Chromatography Forum

I've just noticed that Agilent sells columns with very small particle diameters (1.8 um), but where the column has a diameter of 4.6 mm.

I always thought this was not possible. I thought with those small particle diameters you had to use smaller column diameters - due to the viscous heating.

Can anyone provide any insight on this.

Thanks

Adam- I am sure you are correct about viscous heating effects which are a negative point for larger diameter columns of small particles.

However, you also have to think that the effect of instrumental dead volume is much higher for small diameter columns- a positive point for larger diameter columns. Further, small diameter columns often have lower efficiencies than 4.6mm columns; I am not certain whether this is due to packing difficulties, or whether there is really some sort of "wall effect" which is operating. I'd like to hear any opinions on this subject.

I guess it is just a matter of which effects weigh heaviest in the particular situation (e.g. what instrument you have). I could see a situation where a 4.6mm column could be the best choice, although I doubt this would be the normal case.

Victor, the lower efficiency you’ve observed is most probably due to a sample and/or volume overload. I’ve seen it many times: People switch to a smaller diameter column, but keep injecting the same amount and/or volume.
Another possibility is that the flow rate is not adjusted in accordance to the column diameter, thus altering the linear velocity – here you might like to look at van Deemter’s plots for further clarification.

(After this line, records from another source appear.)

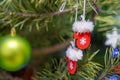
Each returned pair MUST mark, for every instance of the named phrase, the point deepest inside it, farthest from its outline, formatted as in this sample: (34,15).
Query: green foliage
(109,12)
(109,62)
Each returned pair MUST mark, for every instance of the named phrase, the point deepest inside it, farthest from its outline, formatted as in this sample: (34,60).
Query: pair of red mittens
(82,35)
(73,55)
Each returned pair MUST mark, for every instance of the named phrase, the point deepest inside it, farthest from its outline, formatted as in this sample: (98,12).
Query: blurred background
(50,31)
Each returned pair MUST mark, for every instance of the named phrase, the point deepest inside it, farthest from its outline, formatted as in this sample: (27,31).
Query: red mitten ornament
(83,40)
(117,69)
(82,31)
(72,65)
(73,55)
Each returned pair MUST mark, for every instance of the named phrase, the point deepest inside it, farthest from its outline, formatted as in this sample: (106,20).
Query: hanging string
(13,31)
(62,7)
(76,15)
(84,7)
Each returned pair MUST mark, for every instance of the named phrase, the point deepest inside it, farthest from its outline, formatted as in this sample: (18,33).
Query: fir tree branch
(39,15)
(51,49)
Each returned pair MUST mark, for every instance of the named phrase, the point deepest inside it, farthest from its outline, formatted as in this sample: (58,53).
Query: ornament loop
(13,32)
(62,6)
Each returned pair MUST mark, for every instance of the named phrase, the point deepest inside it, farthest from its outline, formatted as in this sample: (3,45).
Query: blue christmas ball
(115,52)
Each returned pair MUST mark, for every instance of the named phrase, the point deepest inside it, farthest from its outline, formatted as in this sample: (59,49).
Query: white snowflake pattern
(71,65)
(83,41)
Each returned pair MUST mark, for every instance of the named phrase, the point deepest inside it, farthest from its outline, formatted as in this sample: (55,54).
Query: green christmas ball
(15,53)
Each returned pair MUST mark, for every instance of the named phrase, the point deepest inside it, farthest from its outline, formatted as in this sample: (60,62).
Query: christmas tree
(47,26)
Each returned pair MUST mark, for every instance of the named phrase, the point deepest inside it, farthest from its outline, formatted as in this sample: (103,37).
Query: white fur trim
(74,54)
(83,26)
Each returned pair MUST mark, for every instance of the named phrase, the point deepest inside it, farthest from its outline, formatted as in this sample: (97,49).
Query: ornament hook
(13,31)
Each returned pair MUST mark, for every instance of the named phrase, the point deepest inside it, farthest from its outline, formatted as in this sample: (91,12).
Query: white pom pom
(83,26)
(74,54)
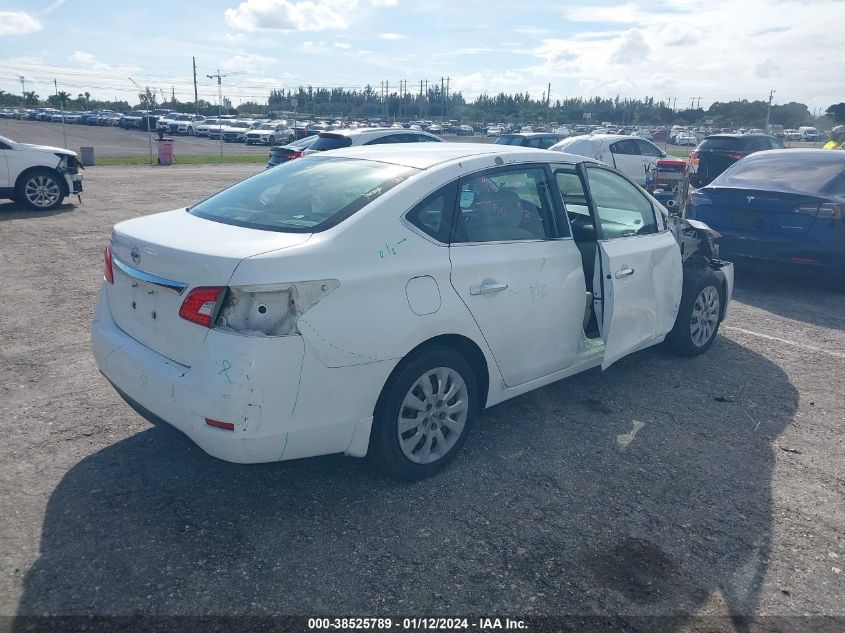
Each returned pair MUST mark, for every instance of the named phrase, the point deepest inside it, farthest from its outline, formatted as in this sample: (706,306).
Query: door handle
(487,288)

Adam, these particular columns are packed with a larger size- distribution particles, and this means that the interparticle- distances are not as small as in the case of Acquity columns for instance. Another consequence of both the larger size distribution and the column’s inner diameter is, that the pressure is roughly a third of what other columns in the class will generate, thus allowing the user to utilize them on traditional HPLC systems.
I’ve tested a couple of these columns and found them quite good.

Best Regards

The viscous heating indeed deteriorates the performance of larger diameter columns. The effect increases roughly with the square of the internal diameter (Mazzeo, Neue, Kele, Plumb, Anal. Chem. 77 (2005), 460A-467A). This effect increases with increasing pressure. If you stay at low pressure, you do not see this effect, but you may end up on the wrong side of the van-Deemter curve, depending on the analytes that you are using.

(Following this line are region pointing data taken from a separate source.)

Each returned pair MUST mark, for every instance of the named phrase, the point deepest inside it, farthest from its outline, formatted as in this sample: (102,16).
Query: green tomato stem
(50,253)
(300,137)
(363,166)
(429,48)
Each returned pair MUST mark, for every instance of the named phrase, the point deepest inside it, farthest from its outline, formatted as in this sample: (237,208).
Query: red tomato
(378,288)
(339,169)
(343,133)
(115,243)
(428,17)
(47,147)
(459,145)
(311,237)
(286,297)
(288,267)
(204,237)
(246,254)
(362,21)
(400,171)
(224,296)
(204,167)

Today, with all the efforts that went into the development of the UPLC system, there is not an issue about an inferior performance of small diameter columns any more. In the old times, some of this effect was due to extra-column bandspreading, some to the surface finish of the smaller i.d. columns.

For standard small molecules, the minimum of the van-Deemter curve for sub-2-micron particles is close to 5000 PSI, and the thermal effects become measurable.

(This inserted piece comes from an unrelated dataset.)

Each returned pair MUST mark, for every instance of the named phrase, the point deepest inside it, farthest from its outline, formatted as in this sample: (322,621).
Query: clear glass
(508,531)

So if I run these 1.8µm 150 x 4.6 mm configuration on a "standard" HPLC I'm likely to go over pressure at flow rates between 0.5 to 2.0ml/min?

What pressures would I be roughly looking at? Would it be greater than 600 bar (Agilent RR)? If so it seems a bit strange for Agilent to produce a column that won't run adequately on their system even?

PS. Why can't the BEH Acquity columns be packed in a 4.6 mm id column format?

For a sub-2-micron column of this length, the minimum of the van-Deemter curve is at or above 6000 psi or 400 bar for most pharmaceutical molecules. In water, this is about 1 mL/min.

I have mentioned above that the thermal effects increase with the square of the diameter. We designed the columns and the system together to avoid excessive thermal effects. After all, we do not stop at 400 bar, but the UPLC system goes to 1000 bar.

With respect to your PS: To run a 4.6 mm column on an UPLC system would be the same as running a 10 mm column on an HPLC system. It can be done, but very few people do so.

I don't think these columns are strictly been marketed as "Fast LC " columns and as such can be run on standard LC's such as Agilent 1100 or 1200's or even the 1200 Rapid Resolutions.

However, to run sub 2µm colums with 2mm ID's will really require the Rapid Res system with the correct plumbing configuration to eliminiate as much dead volume as possible. The mobile phase compressability is also required for the binary pump of the RR to reduce baseline noise.

The standard ID sub 2µm colums are really a half way house to fast LC.

And dont even get started on the differences between "Fast LC" and "UPLC"!